The Male Shooting Way chants are performed to cure people who have inopportune contact with snakes, arrows, or lightning. These are dangerous as they are associated with supernatural beings. The Male Shooting Way Ugly is performed to cure illnesses caused by witchcraft and ghosts.

Although there are recorded fragments of the Female Shooting Way chant and even a sandpainting schema associated with the Female Shooting Way ceremonial, the actual practice of this branch is less well known and less practiced than the male cycles of this healing ceremonial. In general, the Female Shooting Way is meant to alleviate illnesses provoked by association with menstruating women, or when a pregnant woman comes into contact with lightning, its effects, or curing ceremonials that are inappropriate for pregnant women to attend.

Toadlena School, Toadlena, New Mexico

A small Bureau of Indian Affairs boarding school, located about 60 miles north of Gallup in Newcomb, New Mexico.

tobacco

A plant from the nightshade family. The leaves are cured by drying or fermenting and then smoked or chewed. Tobacco is a plant species indigenous to the Americas and, similar to other nightshade species, has a history of cultivation and use for ceremonial purposes among many indigenous cultures throughout the Americas.

hearth

The hearth is technically the floor of a fire pit or fireplace.
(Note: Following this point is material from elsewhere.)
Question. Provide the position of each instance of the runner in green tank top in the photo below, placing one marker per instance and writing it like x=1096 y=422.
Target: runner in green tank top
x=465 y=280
Hearth also refers to the extension from the center of the fire outward to the warm floor in front of the fire. The hearth is often associated with the center, or heart, of a home.

Blue Gap, Arizona

A small community located on the Navajo Indian Reservation in northeastern Arizona. The community has a mission, a school, and a post office, and is located on the southeast edge of Black Mesa.

Connecticut

A state located along the Atlantic coast in New England and one of the thirteen original British colonies in North America. Connecticut officially became a state in 1788 and its capital is Hartford, located in the north-central area of the state. Connecticut has been home to many notable figures including: Mark Twain, Harriet Beecher Stowe, Benedict Arnold, Eli Whitney, and Samuel Colt. The Ivy League university, Yale, is located in New Haven, Connecticut.

Connecticut is the 3rd smallest state in the U.S. and is bordered by Massachusetts, Rhode Island, and New York. Known as the “Constitution State”, “Land of Steady Habits”, and “Nutmeg State”, as of 2010, Connecticut has a population of 3,574,097. The word Connecticut comes from the Algonquian word “land on the long tidal river.” The state tree is a White Oak (Quercus alba) and the state bird is the American Robin (Turdus migratorius). The topography of the state includes the southern New England section of the Appalachian Mountains, numerous lakes, highlands, and low lands.